Endlich Außenseiter – Worauf es gegen Dortmund ankommt
Real Madrid hat es unter Carlo Ancelotti im Champions League-Halbfinale geschafft für eineinhalb Spiele die perfekte Gegenthese zum Spiel des FC Bayern zu entwickeln. Jürgen Klopp und der BVB sind seit nunmehr vier Jahren diese perfekte Gegenthese. Selbst wenn Bayern inzwischen drei Mal gegen den BVB gewann und dabei mit dem Champions League-Finale 2013 eindeutig das wichtigste Spiel für sich entschied – es gab für die Münchener keine klaren Siege gegen den BVB. Klare Siege gab es wenn, dann für die Klopp-Elf. Beim 5:2 im Pokalfinale 2012 oder beim 3:0 am 30. Spieltag dieser Saison. Selbst der 3:0-Hinspielerfolg der Guardiola-Elf am 13. Spieltag war nicht so klar wie es das Ergebnis aussagte. Das Spiel war bis zum 1:0 durch Götze in der 66. Minute ausgeglichen. Dortmund hatte sogar die etwas besseren Chancen, obwohl Klopp seine Mannschaft nach den Verletzungen von Hummels, Subotic und Schmelzer komplett umbauen musste.
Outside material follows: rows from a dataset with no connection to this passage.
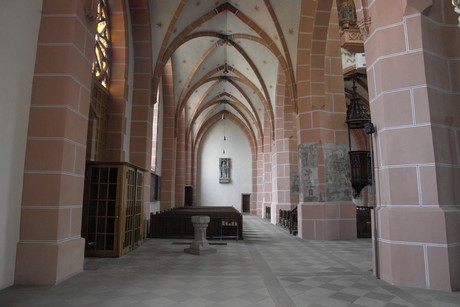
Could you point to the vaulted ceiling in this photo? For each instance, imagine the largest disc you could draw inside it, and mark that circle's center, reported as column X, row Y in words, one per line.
column 226, row 56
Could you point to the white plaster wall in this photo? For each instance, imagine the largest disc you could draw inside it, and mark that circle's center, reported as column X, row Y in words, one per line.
column 19, row 25
column 209, row 191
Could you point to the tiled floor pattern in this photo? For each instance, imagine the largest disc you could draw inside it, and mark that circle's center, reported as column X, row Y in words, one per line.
column 268, row 268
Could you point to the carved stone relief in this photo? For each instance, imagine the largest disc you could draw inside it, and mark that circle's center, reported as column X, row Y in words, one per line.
column 308, row 166
column 337, row 168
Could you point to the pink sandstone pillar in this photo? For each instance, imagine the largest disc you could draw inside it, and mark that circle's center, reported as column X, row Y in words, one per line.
column 50, row 247
column 325, row 209
column 413, row 58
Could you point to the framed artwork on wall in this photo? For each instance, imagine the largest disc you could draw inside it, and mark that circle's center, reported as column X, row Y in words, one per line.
column 224, row 170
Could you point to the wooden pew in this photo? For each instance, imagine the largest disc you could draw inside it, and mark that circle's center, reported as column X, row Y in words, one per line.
column 176, row 223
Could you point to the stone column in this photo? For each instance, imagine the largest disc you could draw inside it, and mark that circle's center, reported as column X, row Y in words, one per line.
column 413, row 68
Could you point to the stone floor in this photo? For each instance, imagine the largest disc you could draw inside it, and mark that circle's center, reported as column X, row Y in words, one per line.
column 268, row 268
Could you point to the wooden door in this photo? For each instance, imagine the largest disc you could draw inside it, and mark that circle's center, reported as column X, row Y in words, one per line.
column 132, row 211
column 101, row 211
column 246, row 201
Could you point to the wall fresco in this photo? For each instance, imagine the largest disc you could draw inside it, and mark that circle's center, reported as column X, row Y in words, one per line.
column 308, row 167
column 337, row 169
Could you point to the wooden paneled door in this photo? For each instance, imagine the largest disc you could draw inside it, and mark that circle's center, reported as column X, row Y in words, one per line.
column 112, row 210
column 132, row 231
column 101, row 211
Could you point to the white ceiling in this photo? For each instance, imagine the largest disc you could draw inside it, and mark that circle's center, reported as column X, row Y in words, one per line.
column 200, row 53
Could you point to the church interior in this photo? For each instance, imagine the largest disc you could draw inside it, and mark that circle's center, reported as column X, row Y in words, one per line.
column 326, row 132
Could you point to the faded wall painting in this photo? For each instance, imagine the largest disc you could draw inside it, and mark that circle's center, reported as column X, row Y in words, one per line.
column 308, row 168
column 294, row 183
column 224, row 170
column 337, row 168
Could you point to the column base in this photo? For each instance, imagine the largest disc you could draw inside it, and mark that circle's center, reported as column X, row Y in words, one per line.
column 420, row 247
column 327, row 221
column 47, row 264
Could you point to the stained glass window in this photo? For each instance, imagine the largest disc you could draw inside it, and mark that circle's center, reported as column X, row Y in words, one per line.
column 101, row 64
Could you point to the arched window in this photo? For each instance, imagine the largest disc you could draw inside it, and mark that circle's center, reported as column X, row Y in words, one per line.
column 101, row 63
column 100, row 97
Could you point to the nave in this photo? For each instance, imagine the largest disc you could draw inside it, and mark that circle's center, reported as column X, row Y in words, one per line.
column 268, row 268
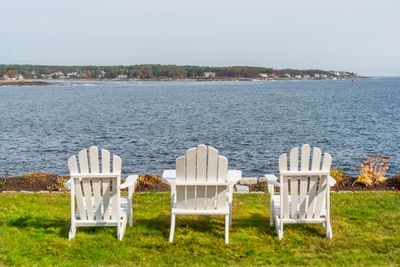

Das Rückspiel in München war eindeutiger. 3:0 für die Schwarz-Gelben nach teilweise absurd einfachen Kontern.
Nach den Eindrücken der letzten Wochen heißt der Favorit für das DFB-Pokalfinale Dortmund. Es wäre eine erneut herausragende Leistung dieser großen Münchener Mannschaft, wenn sie gegen den Trend der jüngeren Vergangenheit den Pokalsieg verteidigen und damit wohl auch einen großen Teil der eigenen Fans überraschen könnte. Zum ersten Mal in der geht der Rekordmeister als leichter Außenseiter in ein DFB-Pokalfinale. Zumal nach dem Ausfall von Thiago und den Verletzungen von Ribéry, Schweinsteiger und wohl auch Mandzukic. Der FC Bayern steht vor einem ganz großen oder einem ganz schlimmen Abend. Platz für Grautöne gibt es Samstag-Abend so gut wie keine. Das wissen die Spieler, das weiß der Verein. Das macht die Ausgangslage vor dem Spiel so angespannt und erdrückend. Für einen großen Pokalabend braucht es eine enorme Energieleistung, einen klugen Plan und wahrscheinlich auch etwas Glück.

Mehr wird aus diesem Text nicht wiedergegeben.